Schinia pulchripennis, or the common flower moth, is a moth of the family Noctuidae that is distributed throughout North America, including California and Nevada.

Reproduction and development of the moth mainly occurs on Orthocarpus purascens of the plant family Orobanchaceae. This plant is also the larvae's food source. In addition to O. puprascens, S. pulchripennis also consumes the nectar on a variety of other plants.

== Description ==
S. pulchripennis have magenta forewings with pale yellow regions and dark brown hind wings with a white center. Additionally, the top of their thorax contains purple, grey, and black hair. Contrarily, the bottom of their thorax and abdomen contain yellow hair. The moth also has a wingspan that ranges from 17-21 mm.

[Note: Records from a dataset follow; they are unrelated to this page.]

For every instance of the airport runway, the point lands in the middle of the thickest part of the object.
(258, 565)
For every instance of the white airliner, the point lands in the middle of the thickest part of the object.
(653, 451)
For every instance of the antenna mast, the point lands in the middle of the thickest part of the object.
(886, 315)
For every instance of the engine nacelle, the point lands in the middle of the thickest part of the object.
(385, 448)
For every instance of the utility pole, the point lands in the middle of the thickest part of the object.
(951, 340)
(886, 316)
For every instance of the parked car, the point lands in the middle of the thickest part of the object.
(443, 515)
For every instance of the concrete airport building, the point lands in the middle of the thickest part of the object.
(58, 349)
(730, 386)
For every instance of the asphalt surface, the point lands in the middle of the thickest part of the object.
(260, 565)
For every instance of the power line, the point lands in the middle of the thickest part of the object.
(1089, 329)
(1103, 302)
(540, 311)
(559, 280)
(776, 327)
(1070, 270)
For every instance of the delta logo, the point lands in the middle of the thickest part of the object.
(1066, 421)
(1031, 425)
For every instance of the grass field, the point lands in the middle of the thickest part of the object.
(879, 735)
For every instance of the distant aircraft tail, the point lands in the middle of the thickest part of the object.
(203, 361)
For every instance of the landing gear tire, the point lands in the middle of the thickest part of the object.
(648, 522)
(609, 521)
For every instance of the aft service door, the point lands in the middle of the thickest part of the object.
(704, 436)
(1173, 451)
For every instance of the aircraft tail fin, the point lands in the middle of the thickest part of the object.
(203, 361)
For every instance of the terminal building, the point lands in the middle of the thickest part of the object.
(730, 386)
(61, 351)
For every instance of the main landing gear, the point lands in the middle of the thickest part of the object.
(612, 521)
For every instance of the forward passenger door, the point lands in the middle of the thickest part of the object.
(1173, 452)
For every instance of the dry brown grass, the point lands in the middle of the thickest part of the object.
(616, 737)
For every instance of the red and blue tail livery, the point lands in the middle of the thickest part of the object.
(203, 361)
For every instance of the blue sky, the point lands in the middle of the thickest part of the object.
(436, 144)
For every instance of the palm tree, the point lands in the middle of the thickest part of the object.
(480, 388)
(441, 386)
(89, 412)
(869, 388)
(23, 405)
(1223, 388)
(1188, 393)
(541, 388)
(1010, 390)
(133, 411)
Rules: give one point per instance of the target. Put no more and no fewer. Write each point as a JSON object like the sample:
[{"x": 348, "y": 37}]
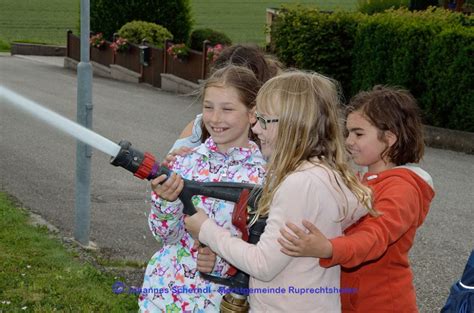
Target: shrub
[
  {"x": 449, "y": 96},
  {"x": 136, "y": 31},
  {"x": 201, "y": 34},
  {"x": 375, "y": 6},
  {"x": 309, "y": 39},
  {"x": 428, "y": 52},
  {"x": 107, "y": 16}
]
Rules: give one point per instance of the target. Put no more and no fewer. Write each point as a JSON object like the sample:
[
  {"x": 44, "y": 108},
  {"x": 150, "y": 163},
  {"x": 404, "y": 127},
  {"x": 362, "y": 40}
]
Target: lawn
[
  {"x": 38, "y": 274},
  {"x": 38, "y": 21},
  {"x": 46, "y": 21},
  {"x": 244, "y": 20}
]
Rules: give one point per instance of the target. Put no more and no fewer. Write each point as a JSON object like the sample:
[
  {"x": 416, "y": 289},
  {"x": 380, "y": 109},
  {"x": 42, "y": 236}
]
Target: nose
[
  {"x": 257, "y": 129},
  {"x": 349, "y": 140},
  {"x": 216, "y": 116}
]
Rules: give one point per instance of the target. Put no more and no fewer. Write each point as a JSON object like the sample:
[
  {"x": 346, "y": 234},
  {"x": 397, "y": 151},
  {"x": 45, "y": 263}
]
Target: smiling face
[
  {"x": 226, "y": 118},
  {"x": 364, "y": 144}
]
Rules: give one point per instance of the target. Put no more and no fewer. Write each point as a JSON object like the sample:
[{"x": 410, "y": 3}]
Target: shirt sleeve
[
  {"x": 370, "y": 238},
  {"x": 263, "y": 261},
  {"x": 166, "y": 220}
]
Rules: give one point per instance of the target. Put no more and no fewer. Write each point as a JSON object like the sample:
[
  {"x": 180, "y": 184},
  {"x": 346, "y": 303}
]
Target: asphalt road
[{"x": 38, "y": 167}]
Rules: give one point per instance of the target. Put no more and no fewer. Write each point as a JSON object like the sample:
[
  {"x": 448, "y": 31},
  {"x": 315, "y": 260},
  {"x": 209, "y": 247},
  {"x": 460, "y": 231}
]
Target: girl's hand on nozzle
[
  {"x": 305, "y": 243},
  {"x": 171, "y": 157},
  {"x": 206, "y": 258},
  {"x": 194, "y": 222},
  {"x": 169, "y": 189}
]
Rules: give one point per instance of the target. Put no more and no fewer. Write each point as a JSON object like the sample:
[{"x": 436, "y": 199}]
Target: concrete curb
[{"x": 35, "y": 49}]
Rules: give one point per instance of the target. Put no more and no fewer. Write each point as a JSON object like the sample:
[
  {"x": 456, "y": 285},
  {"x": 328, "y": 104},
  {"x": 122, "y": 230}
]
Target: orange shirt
[{"x": 374, "y": 252}]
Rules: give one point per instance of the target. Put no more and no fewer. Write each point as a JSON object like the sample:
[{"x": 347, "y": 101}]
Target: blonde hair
[{"x": 309, "y": 129}]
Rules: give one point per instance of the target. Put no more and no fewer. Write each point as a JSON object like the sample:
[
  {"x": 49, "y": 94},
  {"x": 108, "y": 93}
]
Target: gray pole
[{"x": 84, "y": 117}]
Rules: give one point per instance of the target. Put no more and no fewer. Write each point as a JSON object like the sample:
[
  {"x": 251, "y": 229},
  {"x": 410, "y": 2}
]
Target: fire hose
[{"x": 144, "y": 166}]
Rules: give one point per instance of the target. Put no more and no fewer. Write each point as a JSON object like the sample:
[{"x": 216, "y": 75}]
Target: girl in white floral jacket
[{"x": 172, "y": 283}]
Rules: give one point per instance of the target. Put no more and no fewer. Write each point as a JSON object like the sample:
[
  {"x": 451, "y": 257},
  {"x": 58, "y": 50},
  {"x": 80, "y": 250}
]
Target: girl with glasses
[
  {"x": 385, "y": 135},
  {"x": 171, "y": 282},
  {"x": 307, "y": 178}
]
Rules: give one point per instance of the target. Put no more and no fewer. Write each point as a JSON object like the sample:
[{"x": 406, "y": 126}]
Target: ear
[
  {"x": 390, "y": 138},
  {"x": 252, "y": 118}
]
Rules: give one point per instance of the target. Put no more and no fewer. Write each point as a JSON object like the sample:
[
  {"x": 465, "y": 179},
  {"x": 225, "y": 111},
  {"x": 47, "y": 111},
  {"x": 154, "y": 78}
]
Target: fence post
[
  {"x": 205, "y": 45},
  {"x": 165, "y": 63}
]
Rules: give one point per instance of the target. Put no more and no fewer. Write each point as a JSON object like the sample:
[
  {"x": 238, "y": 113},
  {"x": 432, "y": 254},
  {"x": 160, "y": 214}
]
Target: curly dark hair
[{"x": 393, "y": 109}]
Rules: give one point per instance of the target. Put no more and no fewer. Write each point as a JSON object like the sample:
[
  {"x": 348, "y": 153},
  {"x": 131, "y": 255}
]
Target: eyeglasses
[{"x": 263, "y": 121}]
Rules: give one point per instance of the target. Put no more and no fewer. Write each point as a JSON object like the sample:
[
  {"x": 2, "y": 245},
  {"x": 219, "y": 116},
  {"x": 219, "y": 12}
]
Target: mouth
[{"x": 218, "y": 130}]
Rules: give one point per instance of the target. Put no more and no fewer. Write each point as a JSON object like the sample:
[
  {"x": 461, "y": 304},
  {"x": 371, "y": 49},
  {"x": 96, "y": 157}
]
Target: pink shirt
[{"x": 312, "y": 194}]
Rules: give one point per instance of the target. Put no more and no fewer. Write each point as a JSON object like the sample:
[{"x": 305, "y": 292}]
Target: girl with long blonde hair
[{"x": 298, "y": 125}]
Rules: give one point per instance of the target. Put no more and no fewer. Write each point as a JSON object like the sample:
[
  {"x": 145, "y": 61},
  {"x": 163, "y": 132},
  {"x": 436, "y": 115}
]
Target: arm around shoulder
[{"x": 370, "y": 238}]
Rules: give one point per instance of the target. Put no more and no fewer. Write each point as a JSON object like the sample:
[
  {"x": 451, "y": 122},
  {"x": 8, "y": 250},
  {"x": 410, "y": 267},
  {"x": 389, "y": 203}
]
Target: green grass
[
  {"x": 244, "y": 20},
  {"x": 39, "y": 273},
  {"x": 46, "y": 21},
  {"x": 38, "y": 21}
]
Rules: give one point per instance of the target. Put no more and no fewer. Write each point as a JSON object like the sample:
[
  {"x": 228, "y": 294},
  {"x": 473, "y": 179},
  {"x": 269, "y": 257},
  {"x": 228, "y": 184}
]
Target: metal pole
[{"x": 84, "y": 117}]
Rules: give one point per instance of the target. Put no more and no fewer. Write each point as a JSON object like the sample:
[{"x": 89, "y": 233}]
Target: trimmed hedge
[
  {"x": 136, "y": 31},
  {"x": 428, "y": 52},
  {"x": 374, "y": 6},
  {"x": 200, "y": 34},
  {"x": 107, "y": 16},
  {"x": 309, "y": 39}
]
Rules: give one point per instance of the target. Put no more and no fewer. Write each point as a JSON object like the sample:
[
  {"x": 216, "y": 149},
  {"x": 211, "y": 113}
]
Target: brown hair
[
  {"x": 252, "y": 57},
  {"x": 393, "y": 109},
  {"x": 244, "y": 82}
]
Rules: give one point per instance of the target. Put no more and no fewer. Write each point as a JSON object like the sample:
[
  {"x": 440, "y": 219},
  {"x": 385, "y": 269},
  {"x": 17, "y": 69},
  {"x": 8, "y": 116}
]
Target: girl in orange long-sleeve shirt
[{"x": 384, "y": 134}]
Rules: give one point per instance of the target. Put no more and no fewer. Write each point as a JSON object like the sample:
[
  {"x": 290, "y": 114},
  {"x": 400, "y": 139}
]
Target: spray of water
[{"x": 59, "y": 122}]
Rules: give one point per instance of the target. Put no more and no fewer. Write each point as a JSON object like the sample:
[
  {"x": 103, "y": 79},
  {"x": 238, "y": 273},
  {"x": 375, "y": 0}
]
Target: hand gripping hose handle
[{"x": 144, "y": 166}]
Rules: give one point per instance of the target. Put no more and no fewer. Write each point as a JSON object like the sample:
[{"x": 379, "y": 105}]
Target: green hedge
[
  {"x": 107, "y": 16},
  {"x": 428, "y": 52},
  {"x": 309, "y": 39},
  {"x": 449, "y": 97},
  {"x": 200, "y": 34},
  {"x": 136, "y": 31}
]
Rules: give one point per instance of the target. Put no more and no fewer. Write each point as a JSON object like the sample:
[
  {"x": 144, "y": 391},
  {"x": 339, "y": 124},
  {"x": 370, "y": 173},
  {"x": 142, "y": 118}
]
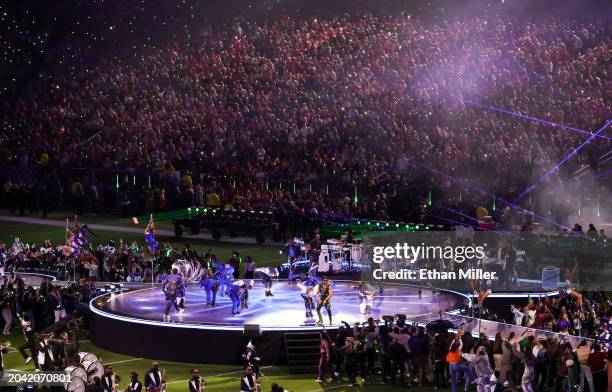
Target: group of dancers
[{"x": 317, "y": 293}]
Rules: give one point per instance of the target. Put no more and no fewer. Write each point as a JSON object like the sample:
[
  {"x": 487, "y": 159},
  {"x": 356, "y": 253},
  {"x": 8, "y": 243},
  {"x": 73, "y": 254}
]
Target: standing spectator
[{"x": 324, "y": 357}]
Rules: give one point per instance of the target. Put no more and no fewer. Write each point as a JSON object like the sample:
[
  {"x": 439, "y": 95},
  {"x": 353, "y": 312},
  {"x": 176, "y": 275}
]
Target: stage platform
[{"x": 131, "y": 322}]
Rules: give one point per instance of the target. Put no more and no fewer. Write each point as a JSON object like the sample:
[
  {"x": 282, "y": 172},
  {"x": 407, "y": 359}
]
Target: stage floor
[{"x": 284, "y": 311}]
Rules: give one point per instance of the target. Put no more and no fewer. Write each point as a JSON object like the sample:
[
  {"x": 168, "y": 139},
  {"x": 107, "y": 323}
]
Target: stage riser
[{"x": 181, "y": 344}]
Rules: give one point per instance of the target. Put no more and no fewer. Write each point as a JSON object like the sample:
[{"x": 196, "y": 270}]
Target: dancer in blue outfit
[{"x": 211, "y": 286}]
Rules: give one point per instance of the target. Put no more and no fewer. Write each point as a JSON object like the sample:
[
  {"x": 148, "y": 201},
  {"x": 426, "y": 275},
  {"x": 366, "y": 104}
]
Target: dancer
[
  {"x": 248, "y": 285},
  {"x": 180, "y": 296},
  {"x": 235, "y": 292},
  {"x": 150, "y": 236},
  {"x": 134, "y": 385},
  {"x": 366, "y": 293},
  {"x": 211, "y": 286},
  {"x": 267, "y": 273},
  {"x": 307, "y": 292},
  {"x": 292, "y": 256},
  {"x": 224, "y": 273},
  {"x": 480, "y": 363},
  {"x": 324, "y": 293},
  {"x": 174, "y": 285},
  {"x": 31, "y": 341}
]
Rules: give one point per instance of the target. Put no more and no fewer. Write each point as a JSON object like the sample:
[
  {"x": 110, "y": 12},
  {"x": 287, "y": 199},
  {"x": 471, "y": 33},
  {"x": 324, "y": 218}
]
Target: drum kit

== Distribution and habitat ==
The habitats of the moth include the desert (e.g. Mojave desert) and cismontane California.

== Development ==

=== Reproduction ===
Prior to reproduction, females remain at the blossom of O. pupurascens until a male approaches them to mate. Generally, females lay their eggs and place them between the blossom and the bract of the food plant. Compared to other species (e.g. Helicoverpa), Schinia lay relatively large eggs in the expense of low fecundity, ranging from tens to hundreds of eggs.

=== Maturation ===
Initially, the eggs are pale yellow, however they brown as incubation continues. Towards the end of the incubation period, head capsules and prothoracic shields begin to appear. Once the larvae hatch from the eggs, they travel towards the seed capsule, where they begin nesting and feeding. The larval stage, including all the stadiums, lasts for approximately 28.5 days. When the larvae reach the fourth or fifth stadium, they emerge from the seed capsule and move to the head of the blossom. At this point, they are able to consume both the flower and seeds of the plant. As they remain on the head of the blossom, they are able to avoid predators due to their ability to blend into the flower with their developed color and spot pattern. When the larvae are fully matured, they drop and tunnel into the ground, where they pupate. The moths then emerge from the ground during spring or winter when there is enough rain to germinate O. puparascens seeds.

== Diet ==
Adult S. pulchripennis receive their food source from the nectar of the following plants: Allium amplectens, Cryptantha spp., Lasthenia californica, Layia fremontii, and Layia platyglossa. In addition, the larvae feed on O. pupurascens, which is also known as Castilleja exserta.